Taxpayers Living Abroad (Qualified Individuals Under §911(d)(1))
- Unmarried (Or Not Filing Jointly) – file if aggregate value exceeds $200,000 on the last day of the year or $300,000 at any time during the year.
- Married Filing Jointly (Living Abroad) – file if aggregate value exceeds $400,000 on the last day of the year or $600,000 at any time during the year.
Divorce-Specific Trap: filing status changes (e.g., moving from married filing jointly to single or married filing separately) can materially lower the applicable threshold and create a new Form 8938 requirement even when the assets did not change. The regulation thresholds above show why: the U.S.-resident MFJ threshold is $100,000/$150,000, but single/MFS is $50,000/$75,000.
Deadline (Tied To The Income Tax Return)
Form 8938 is filed with the annual income tax return (as an attachment), not separately like FBAR. This creates a common divorce-year failure mode: the return gets filed on time, but the foreign asset schedule is omitted, even when FBAR was filed (or vice versa).

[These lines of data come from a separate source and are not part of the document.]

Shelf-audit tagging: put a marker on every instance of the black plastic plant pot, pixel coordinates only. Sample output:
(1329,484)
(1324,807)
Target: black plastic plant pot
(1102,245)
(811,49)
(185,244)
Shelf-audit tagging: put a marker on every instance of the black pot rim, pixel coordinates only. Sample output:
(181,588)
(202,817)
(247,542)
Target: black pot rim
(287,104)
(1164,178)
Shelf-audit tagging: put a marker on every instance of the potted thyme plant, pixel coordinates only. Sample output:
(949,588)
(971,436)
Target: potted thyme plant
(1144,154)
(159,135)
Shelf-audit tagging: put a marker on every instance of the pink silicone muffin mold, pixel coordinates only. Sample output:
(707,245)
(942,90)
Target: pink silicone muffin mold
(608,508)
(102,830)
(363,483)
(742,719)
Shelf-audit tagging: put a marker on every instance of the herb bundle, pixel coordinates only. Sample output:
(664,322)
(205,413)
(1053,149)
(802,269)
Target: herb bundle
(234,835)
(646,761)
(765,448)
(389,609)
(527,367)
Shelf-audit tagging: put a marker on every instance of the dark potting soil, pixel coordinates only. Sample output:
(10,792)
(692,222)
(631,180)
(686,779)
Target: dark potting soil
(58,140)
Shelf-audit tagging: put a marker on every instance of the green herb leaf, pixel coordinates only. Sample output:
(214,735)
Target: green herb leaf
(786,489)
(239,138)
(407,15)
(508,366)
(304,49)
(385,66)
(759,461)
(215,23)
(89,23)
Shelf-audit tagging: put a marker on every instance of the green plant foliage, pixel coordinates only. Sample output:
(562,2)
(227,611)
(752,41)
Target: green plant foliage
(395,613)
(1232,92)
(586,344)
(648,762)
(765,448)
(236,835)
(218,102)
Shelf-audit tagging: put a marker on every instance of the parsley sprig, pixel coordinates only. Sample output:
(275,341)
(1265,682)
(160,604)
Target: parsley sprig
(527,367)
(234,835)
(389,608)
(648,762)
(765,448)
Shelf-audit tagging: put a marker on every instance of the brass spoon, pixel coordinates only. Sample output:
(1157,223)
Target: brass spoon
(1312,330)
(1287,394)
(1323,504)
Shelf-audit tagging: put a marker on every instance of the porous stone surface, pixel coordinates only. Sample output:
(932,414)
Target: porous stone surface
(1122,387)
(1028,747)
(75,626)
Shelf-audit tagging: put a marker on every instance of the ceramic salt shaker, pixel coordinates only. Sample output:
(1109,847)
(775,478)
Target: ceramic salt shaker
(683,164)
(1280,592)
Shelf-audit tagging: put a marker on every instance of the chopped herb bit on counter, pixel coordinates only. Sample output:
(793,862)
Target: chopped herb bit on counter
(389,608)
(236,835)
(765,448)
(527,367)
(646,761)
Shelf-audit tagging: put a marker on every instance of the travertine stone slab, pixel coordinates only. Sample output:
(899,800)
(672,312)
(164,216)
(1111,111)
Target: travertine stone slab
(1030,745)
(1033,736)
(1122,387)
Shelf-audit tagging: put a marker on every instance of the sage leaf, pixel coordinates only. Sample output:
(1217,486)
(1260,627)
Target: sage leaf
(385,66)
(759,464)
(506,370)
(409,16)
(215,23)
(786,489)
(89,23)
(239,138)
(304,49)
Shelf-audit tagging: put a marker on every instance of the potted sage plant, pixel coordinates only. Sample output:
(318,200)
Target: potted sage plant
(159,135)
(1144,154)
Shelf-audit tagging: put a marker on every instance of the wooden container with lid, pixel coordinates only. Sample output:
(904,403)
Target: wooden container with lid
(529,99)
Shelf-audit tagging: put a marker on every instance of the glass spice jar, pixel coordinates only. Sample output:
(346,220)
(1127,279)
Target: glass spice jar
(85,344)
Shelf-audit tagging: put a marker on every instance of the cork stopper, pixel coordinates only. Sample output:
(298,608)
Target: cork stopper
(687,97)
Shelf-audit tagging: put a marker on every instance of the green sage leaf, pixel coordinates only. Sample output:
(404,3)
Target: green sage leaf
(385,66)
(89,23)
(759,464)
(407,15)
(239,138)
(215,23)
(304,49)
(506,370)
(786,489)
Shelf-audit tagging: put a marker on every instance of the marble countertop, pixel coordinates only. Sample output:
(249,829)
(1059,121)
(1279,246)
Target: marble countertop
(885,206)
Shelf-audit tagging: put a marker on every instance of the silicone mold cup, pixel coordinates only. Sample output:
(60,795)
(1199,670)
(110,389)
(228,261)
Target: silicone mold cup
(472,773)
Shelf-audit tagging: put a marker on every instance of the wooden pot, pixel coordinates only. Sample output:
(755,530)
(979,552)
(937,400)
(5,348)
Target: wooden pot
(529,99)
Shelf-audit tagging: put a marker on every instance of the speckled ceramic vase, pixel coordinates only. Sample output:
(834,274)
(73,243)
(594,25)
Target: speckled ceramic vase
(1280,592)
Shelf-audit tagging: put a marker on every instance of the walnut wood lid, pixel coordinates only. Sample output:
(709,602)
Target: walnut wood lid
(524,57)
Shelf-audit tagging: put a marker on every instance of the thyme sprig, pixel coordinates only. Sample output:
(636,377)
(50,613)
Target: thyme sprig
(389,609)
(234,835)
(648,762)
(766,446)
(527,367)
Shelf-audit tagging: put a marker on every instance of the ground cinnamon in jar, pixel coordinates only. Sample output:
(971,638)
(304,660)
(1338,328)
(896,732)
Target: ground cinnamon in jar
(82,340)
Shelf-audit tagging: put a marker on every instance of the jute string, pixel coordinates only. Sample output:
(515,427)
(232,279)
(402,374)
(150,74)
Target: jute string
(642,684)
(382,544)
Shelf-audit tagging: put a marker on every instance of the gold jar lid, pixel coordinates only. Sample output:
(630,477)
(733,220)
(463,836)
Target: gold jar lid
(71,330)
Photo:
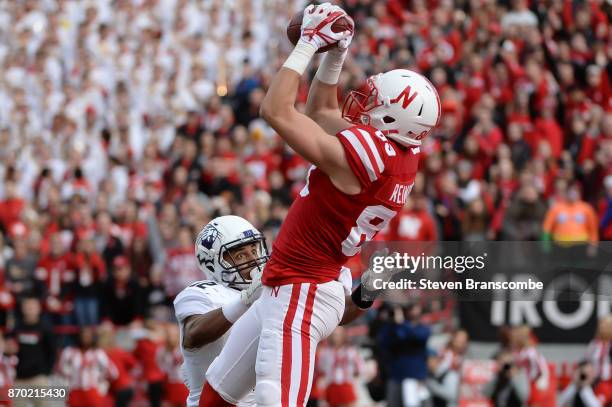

Penalties (And Why They Can Snowball)
- Initial Failure-To-File Penalty – $10,000
- Continuation Penalty After IRS Notice – $10,000 for every 30 days of continued noncompliance after notice, up to $50,000 maximum (per year)
Statute Of Limitations Risk
Missing Form 8938 can keep the statute of limitations open, which means taxpayers may find that very old years are still exposed once the IRS identifies an unreported foreign asset footprint.
3) Foreign Trust Reporting (Forms 3520 And 3520-A): The Divorce Settlement Danger Zone
International divorces frequently involve structures that are “trust-like” (even when they aren’t labeled as such), offshore family arrangements, or wealth vehicles that make distributions or transfers as part of a settlement.
Form 3520 – when penalties can be a percentage of the transfer/distribution.
The Internal Revenue Manual section provided includes detailed penalty computations that are especially important in divorce cases because transfers/distributions are exactly what settlements do.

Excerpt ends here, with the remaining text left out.